Fixing classification errors with ClassCorrect

June 17, 2016

Problem Statement

Businesses often have to deal with categorical data that contain wrongly classified entries. These errors can have an impact on business processes and, ultimately, the bottom line. At Insight, I worked on a project for a firm to implement a code module which detects classification errors and corrects them.

The firm’s product relies on classifications of the data entries, each consisting of a short 5 to 10-word description, to provide meaningful output. The data itself comes from a third party source, and contains about 30 million entries and around 120 pre-set classes. However, a portion of the entries had been put in the wrong classes. Although rare, such errors can have a significant impact on the reliability of the product. To detect such mis- classifications and correct them, I developed a solution dubbed ClassCorrect that predicts the correct classification of an entry based on the description and previous classification.

My approach was to use natural language processing with a combination of machine learning models to identify patterns in the descriptions that may accurately predict the right classes. The data itself presented significant challenges. First of all, it is highly imbalanced across a large number of classes. The charts below show the numbers of entries (blue bars) in the top and bottom 15 classes, which can range from over 4 million to less than 1000. A multi-class approach with bootstrap re-sampling might have worked in such a scenario, but for another issue. The red bars in the charts show the number of distinct unigram tokens in each class, obtained by vectorizing the description of each entry using the bag-of-words scheme, where each token represents a feature. While the top 15 classes have nice small token-to-entries ratio, the numbers of tokens in the bottom 15 classes are large compared to the numbers of entries. That means that the multi-class + bootstrap approach is likely to over-fit some of these classes. Furthermore, the proportion of mis-classified entries in each class was unknown, although a brief inspection of randomly selected entries suggested that the majority was correct. Nonetheless, systematic mis-classifications in certain classes may contribute a significant amount of error.

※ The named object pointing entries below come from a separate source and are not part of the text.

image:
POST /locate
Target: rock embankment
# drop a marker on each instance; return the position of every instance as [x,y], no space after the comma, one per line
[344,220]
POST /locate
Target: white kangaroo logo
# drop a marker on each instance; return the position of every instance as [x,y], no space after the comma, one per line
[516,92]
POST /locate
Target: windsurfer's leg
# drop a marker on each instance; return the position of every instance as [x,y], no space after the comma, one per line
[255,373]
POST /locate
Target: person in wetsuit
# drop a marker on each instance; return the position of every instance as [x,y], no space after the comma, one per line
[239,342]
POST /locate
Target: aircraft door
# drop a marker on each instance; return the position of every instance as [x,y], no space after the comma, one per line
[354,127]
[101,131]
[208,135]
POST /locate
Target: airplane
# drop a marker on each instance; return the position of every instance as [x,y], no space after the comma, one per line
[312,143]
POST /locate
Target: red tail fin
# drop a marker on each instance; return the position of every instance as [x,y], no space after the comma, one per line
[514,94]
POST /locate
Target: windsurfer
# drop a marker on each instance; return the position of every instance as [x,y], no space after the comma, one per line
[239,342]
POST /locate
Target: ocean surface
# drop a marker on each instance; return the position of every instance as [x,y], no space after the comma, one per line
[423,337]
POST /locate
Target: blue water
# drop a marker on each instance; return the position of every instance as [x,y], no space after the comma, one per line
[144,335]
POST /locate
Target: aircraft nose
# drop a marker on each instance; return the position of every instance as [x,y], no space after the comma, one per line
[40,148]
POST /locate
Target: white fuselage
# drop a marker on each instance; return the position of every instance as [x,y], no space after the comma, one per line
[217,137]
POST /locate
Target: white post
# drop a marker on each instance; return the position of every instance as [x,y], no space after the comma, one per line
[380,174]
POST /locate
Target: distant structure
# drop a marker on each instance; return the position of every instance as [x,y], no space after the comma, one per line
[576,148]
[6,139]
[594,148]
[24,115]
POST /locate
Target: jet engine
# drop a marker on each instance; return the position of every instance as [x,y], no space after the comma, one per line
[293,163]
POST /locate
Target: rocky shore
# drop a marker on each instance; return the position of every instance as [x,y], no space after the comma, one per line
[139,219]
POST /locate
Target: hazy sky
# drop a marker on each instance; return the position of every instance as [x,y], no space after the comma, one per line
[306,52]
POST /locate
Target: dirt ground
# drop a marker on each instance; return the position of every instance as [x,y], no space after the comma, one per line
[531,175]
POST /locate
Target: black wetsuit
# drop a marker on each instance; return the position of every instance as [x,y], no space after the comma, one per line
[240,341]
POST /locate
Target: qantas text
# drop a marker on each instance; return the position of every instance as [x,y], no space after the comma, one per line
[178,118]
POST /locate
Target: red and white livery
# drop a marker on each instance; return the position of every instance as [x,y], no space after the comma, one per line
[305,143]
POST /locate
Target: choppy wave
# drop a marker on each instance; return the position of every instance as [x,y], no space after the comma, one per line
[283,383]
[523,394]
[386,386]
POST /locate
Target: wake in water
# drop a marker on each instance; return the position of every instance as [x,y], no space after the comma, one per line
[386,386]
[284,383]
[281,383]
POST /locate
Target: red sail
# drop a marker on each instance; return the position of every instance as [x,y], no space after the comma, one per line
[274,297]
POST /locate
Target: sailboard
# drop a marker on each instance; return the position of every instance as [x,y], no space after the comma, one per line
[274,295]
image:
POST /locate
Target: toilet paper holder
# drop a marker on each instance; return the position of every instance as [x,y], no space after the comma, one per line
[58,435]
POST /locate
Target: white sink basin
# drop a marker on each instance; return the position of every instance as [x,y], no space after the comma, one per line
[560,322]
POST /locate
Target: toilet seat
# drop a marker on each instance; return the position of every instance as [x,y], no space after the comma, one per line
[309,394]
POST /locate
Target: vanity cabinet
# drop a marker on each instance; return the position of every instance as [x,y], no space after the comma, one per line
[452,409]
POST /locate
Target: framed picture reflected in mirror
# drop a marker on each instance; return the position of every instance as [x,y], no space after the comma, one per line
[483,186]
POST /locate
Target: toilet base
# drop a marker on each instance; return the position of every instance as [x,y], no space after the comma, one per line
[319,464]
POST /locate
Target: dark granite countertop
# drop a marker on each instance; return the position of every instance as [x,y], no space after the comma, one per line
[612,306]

ClassCorrect is divided into two major steps. In the first step, outliers (entries whose descriptions are least like others in their classes) are picked out by a one-class SVM model, which had been trained on the dataset. Outliers are then fed into a second model, which was pre-trained on an external corpus, and a new class is determined. Before each step, a series of pre-processing treatments were applied to the entries. Read on for more details on each of these components. Or you could skip to the next section to learn how well this approach worked.

Solution

The first step, ClassCorrect.Layer1, performs anomaly detection using One-Class SVM using the NLTK and scikit-learn toolkits for pre-processing and model building respectively. This model assumes that the proportion of incorrect classifications is very small (pedantic point - the formulation actually assumes that all training points are correct classifications). Like a regular SVM, the one-class SVM uses a hypersurface in feature space to define the boundary between two distinct classes. The difference is that in one-class SVM, all the training data belong in one class, and the dividing surface is constructed in such a way as to exclude a user-specified proportion of data points, which are then considered as outliers. To train the SVM models, the dataset was split by class, then again into training and test portions. For each class, a one-class SVM model was trained on the corresponding training set. Each model was also tuned by running predictions on in-class and out-of-class entries from the test set, and maximizing the F1 score over a parameter grid search. It is worth bringing up again the caveat that both the training and tuning procedures assume that the number of misclassifications in the dataset is too small to be significant.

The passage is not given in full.